En este caso, las pérdidas recurrentes derivadas de la actividad económica ajena a la sociedad sostenidas entre 2013 y 2017, no aportan ingreso alguno y, por tanto, no pueden considerarse como "rendimientos" a efectos del precepto, so pena de quebrar el principio de razonabilidad que debe presidir toda interpretación tributaria. La situación examinada evidencia que la referida actividad empresarial autónoma no proporciona rentas positivas que puedan competir con la retribución del cargo directivo, por lo que incluir cifras negativas ocasionaría un efecto distorsionador contrario al principio constitucional de capacidad económica, pues permitiría obtener la exención mediante la simple existencia de pérdidas, pérdidas además ni tan siquiera vinculadas a la empresa cuyas participaciones se transmiten, sin que tales pérdidas representen ingreso real, lo cual desvirtúa la proporcionalidad interna dela norma.
Por lo expuesto, la Sala considera que los rendimientos negativos de actividades económicas que no constituyen la fuente de las funciones directivas ni representan ingresos efectivamente percibidos no pueden integrar el denominador del cálculo exigido por el artículo 4.Ocho.Dos de la LIP, debiendo efectuarse el cálculo exclusivamente con los rendimientos positivos efectivamente obtenidos por el contribuyente.

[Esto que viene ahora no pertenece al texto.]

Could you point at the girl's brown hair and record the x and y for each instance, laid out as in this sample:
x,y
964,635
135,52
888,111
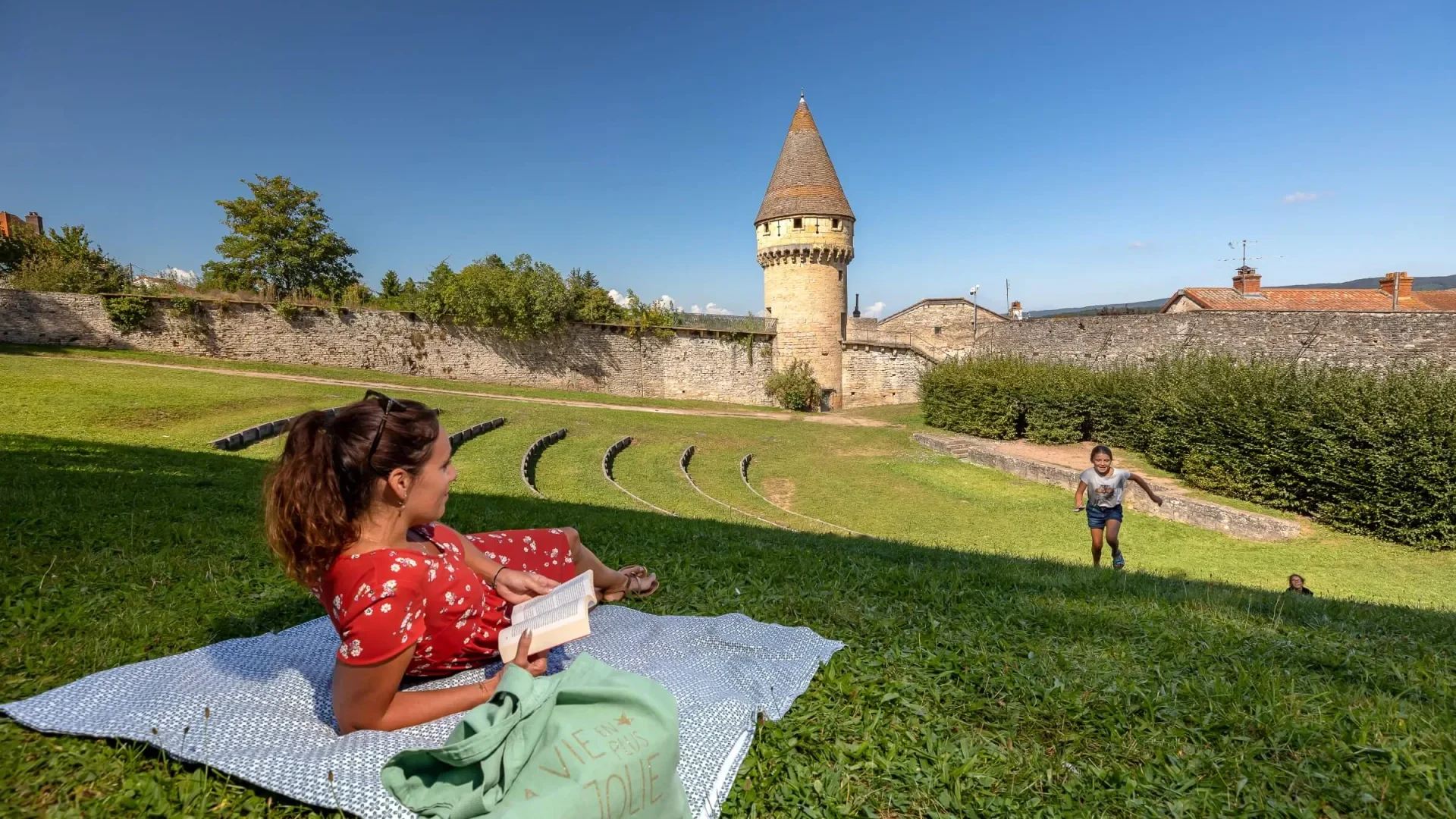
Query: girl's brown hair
x,y
325,479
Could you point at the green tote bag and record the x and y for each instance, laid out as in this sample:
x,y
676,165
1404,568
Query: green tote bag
x,y
590,742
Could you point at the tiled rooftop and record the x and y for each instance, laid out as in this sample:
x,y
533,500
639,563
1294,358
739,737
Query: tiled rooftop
x,y
1308,299
804,181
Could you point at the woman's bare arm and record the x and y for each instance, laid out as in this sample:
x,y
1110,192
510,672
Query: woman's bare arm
x,y
369,697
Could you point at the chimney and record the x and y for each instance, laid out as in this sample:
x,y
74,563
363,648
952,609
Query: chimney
x,y
1247,280
1401,280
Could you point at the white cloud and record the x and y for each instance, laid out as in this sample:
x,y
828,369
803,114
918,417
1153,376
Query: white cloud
x,y
184,278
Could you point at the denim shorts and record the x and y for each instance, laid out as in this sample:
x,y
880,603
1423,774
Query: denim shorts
x,y
1098,516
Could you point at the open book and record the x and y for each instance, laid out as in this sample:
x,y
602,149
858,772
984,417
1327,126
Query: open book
x,y
554,618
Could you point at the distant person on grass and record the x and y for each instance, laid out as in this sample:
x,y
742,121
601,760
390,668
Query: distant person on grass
x,y
1103,487
353,510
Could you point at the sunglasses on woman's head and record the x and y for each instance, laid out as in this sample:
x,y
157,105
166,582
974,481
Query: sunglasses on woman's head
x,y
379,433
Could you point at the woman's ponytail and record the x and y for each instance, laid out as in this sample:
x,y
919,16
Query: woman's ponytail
x,y
305,507
327,475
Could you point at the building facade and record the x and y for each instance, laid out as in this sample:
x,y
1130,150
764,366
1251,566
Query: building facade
x,y
805,240
805,235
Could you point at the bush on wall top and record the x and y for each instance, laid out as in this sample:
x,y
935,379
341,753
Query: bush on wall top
x,y
1370,452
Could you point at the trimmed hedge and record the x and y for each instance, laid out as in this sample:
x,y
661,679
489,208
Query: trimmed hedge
x,y
1367,452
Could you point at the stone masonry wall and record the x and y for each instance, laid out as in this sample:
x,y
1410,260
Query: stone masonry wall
x,y
959,324
877,375
1357,340
585,357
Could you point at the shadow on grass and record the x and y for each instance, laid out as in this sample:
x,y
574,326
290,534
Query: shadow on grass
x,y
123,553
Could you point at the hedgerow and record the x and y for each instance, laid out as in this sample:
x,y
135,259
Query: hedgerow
x,y
1369,452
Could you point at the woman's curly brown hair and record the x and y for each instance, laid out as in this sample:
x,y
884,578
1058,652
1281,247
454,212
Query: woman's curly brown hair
x,y
325,479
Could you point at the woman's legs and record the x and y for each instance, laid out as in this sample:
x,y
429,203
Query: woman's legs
x,y
612,583
1112,528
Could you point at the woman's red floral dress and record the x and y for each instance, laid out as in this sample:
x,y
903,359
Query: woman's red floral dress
x,y
386,601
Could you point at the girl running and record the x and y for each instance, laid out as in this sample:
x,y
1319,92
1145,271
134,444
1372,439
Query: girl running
x,y
1104,487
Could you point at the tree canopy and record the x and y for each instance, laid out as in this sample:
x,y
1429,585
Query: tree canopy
x,y
60,261
280,240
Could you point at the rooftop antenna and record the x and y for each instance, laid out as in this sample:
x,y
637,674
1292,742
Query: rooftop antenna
x,y
976,314
1244,253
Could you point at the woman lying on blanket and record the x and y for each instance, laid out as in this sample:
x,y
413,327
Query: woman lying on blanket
x,y
353,510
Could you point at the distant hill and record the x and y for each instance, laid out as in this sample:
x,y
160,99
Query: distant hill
x,y
1150,306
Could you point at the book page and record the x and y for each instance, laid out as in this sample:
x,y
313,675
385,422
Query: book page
x,y
555,618
568,592
549,629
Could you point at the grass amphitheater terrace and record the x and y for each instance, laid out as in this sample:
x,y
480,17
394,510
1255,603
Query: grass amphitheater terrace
x,y
989,670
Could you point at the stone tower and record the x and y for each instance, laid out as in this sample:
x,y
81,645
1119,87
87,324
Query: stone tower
x,y
805,241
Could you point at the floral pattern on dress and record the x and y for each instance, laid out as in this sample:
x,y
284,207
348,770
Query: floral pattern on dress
x,y
379,601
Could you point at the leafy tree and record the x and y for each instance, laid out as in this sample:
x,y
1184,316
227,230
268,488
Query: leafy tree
x,y
794,387
433,300
588,302
651,316
61,261
356,297
522,299
389,286
280,240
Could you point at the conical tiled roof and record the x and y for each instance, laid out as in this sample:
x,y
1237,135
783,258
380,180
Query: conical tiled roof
x,y
804,181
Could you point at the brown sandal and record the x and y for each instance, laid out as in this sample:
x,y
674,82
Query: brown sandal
x,y
637,586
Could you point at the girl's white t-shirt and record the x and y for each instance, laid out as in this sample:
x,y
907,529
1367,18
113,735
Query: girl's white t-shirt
x,y
1106,491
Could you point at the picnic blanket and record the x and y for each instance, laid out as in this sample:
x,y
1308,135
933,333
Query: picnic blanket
x,y
259,708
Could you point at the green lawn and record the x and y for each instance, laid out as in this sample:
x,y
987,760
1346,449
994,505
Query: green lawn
x,y
989,670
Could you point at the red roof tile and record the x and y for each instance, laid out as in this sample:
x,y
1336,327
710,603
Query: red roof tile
x,y
1305,299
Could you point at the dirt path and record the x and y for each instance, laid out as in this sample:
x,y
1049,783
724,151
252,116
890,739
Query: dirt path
x,y
814,419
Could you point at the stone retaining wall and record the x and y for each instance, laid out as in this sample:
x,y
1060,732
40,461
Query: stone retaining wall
x,y
1204,515
693,365
881,373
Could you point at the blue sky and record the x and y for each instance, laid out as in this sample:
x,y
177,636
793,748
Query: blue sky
x,y
1087,153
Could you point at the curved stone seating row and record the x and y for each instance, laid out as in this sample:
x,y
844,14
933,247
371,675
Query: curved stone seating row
x,y
606,472
469,433
743,471
243,439
532,455
686,458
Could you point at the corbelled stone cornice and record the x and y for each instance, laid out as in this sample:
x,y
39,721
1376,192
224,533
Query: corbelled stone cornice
x,y
805,254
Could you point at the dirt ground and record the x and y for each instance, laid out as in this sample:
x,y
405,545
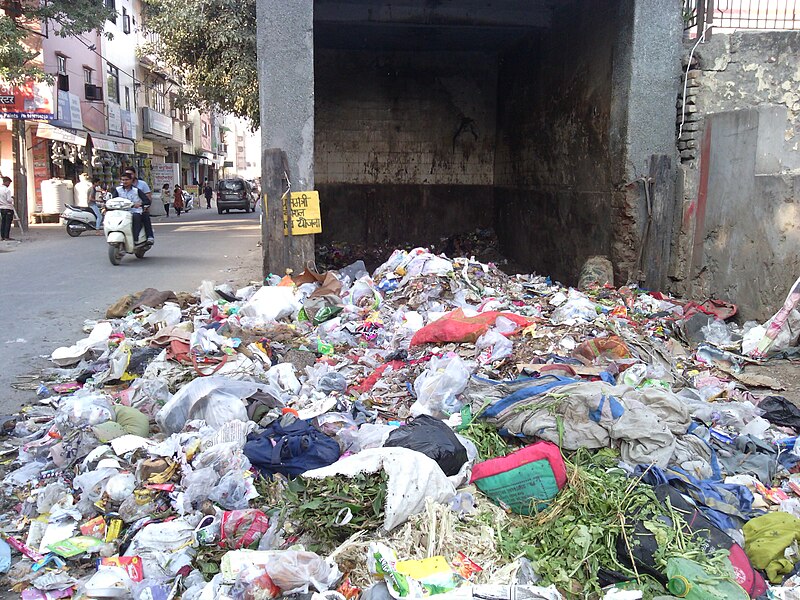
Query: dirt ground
x,y
787,372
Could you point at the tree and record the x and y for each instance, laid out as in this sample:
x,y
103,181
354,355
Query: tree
x,y
211,46
19,19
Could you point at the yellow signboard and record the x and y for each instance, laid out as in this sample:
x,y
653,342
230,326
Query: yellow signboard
x,y
306,216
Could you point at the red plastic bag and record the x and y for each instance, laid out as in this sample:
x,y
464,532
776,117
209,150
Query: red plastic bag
x,y
455,326
242,528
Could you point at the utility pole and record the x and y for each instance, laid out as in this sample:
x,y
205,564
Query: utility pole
x,y
19,156
286,84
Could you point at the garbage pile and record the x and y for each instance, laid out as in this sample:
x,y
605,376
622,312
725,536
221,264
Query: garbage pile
x,y
435,428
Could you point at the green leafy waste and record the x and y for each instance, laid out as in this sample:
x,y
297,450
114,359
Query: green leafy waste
x,y
334,508
569,542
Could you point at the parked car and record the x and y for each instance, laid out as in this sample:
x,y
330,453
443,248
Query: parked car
x,y
235,193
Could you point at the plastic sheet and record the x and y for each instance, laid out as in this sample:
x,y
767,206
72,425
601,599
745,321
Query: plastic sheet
x,y
212,399
438,387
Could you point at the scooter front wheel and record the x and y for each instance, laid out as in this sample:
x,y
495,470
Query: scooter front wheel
x,y
115,253
74,230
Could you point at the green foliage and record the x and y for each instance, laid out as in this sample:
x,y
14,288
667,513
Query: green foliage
x,y
355,503
211,45
576,536
19,19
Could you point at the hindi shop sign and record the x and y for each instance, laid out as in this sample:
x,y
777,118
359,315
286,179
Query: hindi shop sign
x,y
32,100
306,215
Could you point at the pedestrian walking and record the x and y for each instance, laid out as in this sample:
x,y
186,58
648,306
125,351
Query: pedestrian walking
x,y
207,192
6,210
165,198
177,200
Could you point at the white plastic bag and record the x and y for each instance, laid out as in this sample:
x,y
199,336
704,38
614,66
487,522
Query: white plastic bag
x,y
438,386
495,346
297,572
170,314
271,303
215,400
97,340
413,477
577,307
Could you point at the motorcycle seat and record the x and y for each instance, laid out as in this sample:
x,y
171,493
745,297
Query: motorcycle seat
x,y
79,208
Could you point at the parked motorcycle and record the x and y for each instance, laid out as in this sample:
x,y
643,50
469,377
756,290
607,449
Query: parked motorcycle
x,y
118,227
78,219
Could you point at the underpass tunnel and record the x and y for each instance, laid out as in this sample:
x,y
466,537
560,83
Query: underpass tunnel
x,y
439,118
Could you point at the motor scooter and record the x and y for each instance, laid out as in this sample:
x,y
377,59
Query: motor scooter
x,y
78,219
118,227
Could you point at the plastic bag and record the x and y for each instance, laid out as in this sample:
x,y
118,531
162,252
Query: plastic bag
x,y
271,303
369,435
93,483
434,439
232,491
413,478
212,399
576,307
456,326
717,332
495,345
198,485
437,387
297,572
170,314
86,409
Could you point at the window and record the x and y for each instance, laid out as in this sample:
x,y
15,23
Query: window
x,y
112,83
63,77
158,100
112,4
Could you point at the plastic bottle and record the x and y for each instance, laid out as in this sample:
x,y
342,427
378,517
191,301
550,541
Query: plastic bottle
x,y
688,579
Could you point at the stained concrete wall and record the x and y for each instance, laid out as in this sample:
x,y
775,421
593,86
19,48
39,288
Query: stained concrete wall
x,y
536,140
740,153
586,108
553,177
405,143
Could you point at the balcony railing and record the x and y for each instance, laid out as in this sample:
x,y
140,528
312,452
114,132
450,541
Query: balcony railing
x,y
705,15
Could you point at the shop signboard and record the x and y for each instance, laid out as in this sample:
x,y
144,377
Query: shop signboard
x,y
114,119
69,111
32,100
164,173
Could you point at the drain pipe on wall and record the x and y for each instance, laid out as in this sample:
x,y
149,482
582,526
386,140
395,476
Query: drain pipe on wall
x,y
700,40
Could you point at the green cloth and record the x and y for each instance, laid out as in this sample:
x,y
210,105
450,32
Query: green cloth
x,y
129,421
133,421
766,538
524,489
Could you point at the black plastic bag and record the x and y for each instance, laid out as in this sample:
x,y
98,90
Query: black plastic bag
x,y
434,439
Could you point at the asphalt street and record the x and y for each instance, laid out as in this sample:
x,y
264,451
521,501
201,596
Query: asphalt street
x,y
51,283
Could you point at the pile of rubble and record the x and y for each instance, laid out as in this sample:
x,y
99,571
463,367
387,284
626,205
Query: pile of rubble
x,y
436,428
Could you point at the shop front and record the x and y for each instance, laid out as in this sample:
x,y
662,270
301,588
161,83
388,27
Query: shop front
x,y
110,156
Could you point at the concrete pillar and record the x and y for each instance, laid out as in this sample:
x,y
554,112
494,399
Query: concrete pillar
x,y
286,83
646,81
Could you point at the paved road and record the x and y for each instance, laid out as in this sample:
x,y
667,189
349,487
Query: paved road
x,y
50,283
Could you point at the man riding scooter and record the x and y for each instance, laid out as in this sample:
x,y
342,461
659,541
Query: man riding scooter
x,y
140,205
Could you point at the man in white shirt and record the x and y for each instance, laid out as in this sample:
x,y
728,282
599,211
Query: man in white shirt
x,y
6,209
140,202
142,185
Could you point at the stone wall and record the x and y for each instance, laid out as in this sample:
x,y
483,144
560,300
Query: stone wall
x,y
740,162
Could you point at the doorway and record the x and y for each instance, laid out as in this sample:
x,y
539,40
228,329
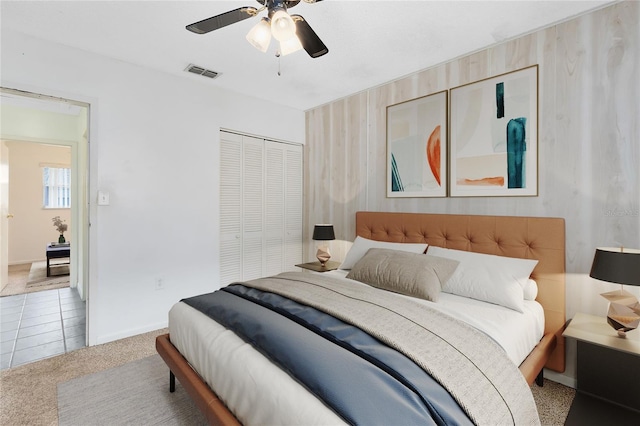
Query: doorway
x,y
44,122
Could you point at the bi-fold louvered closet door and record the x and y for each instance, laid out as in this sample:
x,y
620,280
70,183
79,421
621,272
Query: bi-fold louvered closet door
x,y
260,207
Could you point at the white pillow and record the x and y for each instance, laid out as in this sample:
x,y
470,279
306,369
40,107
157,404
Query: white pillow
x,y
531,290
362,245
494,279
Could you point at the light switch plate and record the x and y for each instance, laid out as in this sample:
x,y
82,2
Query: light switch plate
x,y
103,198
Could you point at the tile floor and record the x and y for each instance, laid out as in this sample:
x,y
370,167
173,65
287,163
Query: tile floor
x,y
40,325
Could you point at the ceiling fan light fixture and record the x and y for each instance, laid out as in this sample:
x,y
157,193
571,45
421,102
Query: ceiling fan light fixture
x,y
282,25
289,46
260,35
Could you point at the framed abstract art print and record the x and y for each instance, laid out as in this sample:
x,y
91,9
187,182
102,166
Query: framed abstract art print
x,y
417,147
494,136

Señala al final la sentencia que el Tribunal se ha pronunciado anteriormente en el mismo sentido, aunque aplicado a la transmisión mortis causa de participaciones de la misma sociedad entre las mismas partes implicadas, girando la controversia en torno a la posibilidad de computar rendimientos negativos derivados de actividades económicas del causante con el fin de alcanzar el porcentaje mínimo de remuneraciones del 50% previsto en el art. 11.1.c) de la Ley 19/2010, de 7 de junio, de regulación del impuesto sobre sucesiones y donaciones, de Cataluña. Entonces se resolvió que las pérdidas generadas por la actividad personal ajena no pueden integrar la base de cálculo de las remuneraciones por funciones de dirección.
Ahora bien, aquí hay que matizar que dicha exclusión que menciona la sentencia lo es por aplicación estricta de lo dispuesto en el art. 11.2 de la Ley 19/2010, que lo excluye expresamente por su remisión al art. 7 del mismo cuerpo legal, y, por tanto, quedan fuera todos rendimientos procedentes de actividades económicas, con independencia de que su signo sea positivo o negativo. Sobre esta cuestión puede accederse al comentario a la sentencia del Tribunal Superior de Justicia de Cataluña núm. 2858/2025, de 22 de julio de 2025, rec. núm. 540/2023, titulado: “Para aplicar la reducción catalana en el ISD por adquisición de participaciones empresariales no se computarán los rendimientos de otras actividades para calcular la remuneración del causante en funciones de dirección”.